Given that there were no statistically significant differences in listening rates observable across the four voices, no changes were made to the service.

Quo Vadis?

To recap: in Uganda, switching from a male narrator to a female narrator led to higher engagement, while in Ethiopia, the opposite was true. In Gujarat, there were no significant differences based on either the gender or the stated expertise of the narrator.

From a social science perspective, these results underline the extent to which gender is a social construct bound by time and place. Gender dynamics are highly context-specific, and findings cannot easily be generalized from one setting to another. The association between a narrator’s gender and their perceived expertise is just one of many important questions that we, as researchers, must try to understand before drawing firm conclusions about the role of the narrator’s gender on listening rates within a given population. At a more general level, these diverging results reinforce the importance of local learning and local knowledge, and the importance of customizing our services and information in situationally-appropriate ways (see for example our recent blog post on more intentionally understanding the needs of female farmers in the Kenyan dairy sector).
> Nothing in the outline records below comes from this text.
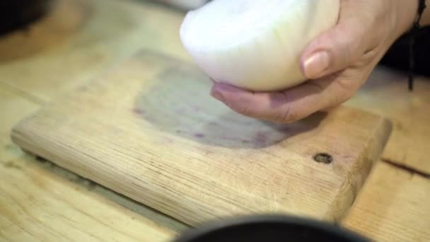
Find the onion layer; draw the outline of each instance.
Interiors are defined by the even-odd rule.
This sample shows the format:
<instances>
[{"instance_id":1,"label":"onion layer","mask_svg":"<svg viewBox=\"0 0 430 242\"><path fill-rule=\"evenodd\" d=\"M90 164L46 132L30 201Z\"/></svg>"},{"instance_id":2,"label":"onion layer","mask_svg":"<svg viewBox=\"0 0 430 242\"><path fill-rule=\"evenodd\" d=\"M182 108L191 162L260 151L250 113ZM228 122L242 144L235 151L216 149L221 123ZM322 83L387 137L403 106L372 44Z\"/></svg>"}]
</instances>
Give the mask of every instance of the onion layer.
<instances>
[{"instance_id":1,"label":"onion layer","mask_svg":"<svg viewBox=\"0 0 430 242\"><path fill-rule=\"evenodd\" d=\"M339 0L214 0L187 13L181 41L216 81L255 91L306 81L304 47L337 22Z\"/></svg>"}]
</instances>

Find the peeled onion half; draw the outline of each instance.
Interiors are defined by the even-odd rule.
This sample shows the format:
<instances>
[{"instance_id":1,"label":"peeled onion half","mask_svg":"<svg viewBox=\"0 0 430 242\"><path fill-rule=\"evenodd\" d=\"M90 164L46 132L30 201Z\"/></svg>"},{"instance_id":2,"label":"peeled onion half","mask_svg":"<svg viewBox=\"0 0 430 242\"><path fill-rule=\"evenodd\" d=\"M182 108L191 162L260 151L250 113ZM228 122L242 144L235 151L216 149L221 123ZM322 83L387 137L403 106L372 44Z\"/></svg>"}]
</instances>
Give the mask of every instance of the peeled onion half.
<instances>
[{"instance_id":1,"label":"peeled onion half","mask_svg":"<svg viewBox=\"0 0 430 242\"><path fill-rule=\"evenodd\" d=\"M337 22L339 0L214 0L188 12L182 42L211 78L274 91L306 81L304 47Z\"/></svg>"}]
</instances>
From an implementation perspective, these results demonstrate the value of collecting data on the gender of PAD users to improve both individual customization and overall program design. However, collecting detailed information on user characteristics involves important tradeoffs: We need to ask more questions of farmers to deliver personally-tailored services, yet asking too many questions will lead some farmers to drop off. Other farmers may balk at perceived privacy implications. Moreover – as detailed in another recent blog post – in smallholder households, mobile handsets are often shared among adults, so we are not always sure whether the person answering the phone is the person whom we have profiled.

As PAD continues to emphasize gender in our research and program implementation, we anticipate wrestling with difficult questions. For example, what if we find that behavior change is more likely to occur when our content is delivered in a way that reinforces patriarchy or other existing social prejudices (e.g., a narrator whose accent is associated with a particular social class or privileged group)? On the other hand, we have also begun to consider whether our service might be able to specifically target social biases based on gender and other characteristics. For instance, we might test two versions of a message delivered by a female narrator: one that includes an introduction highlighting the narrator’s technical skills, and one that doesn’t, to understand whether emphasizing the narrator’s qualifications might generate additional behavior change.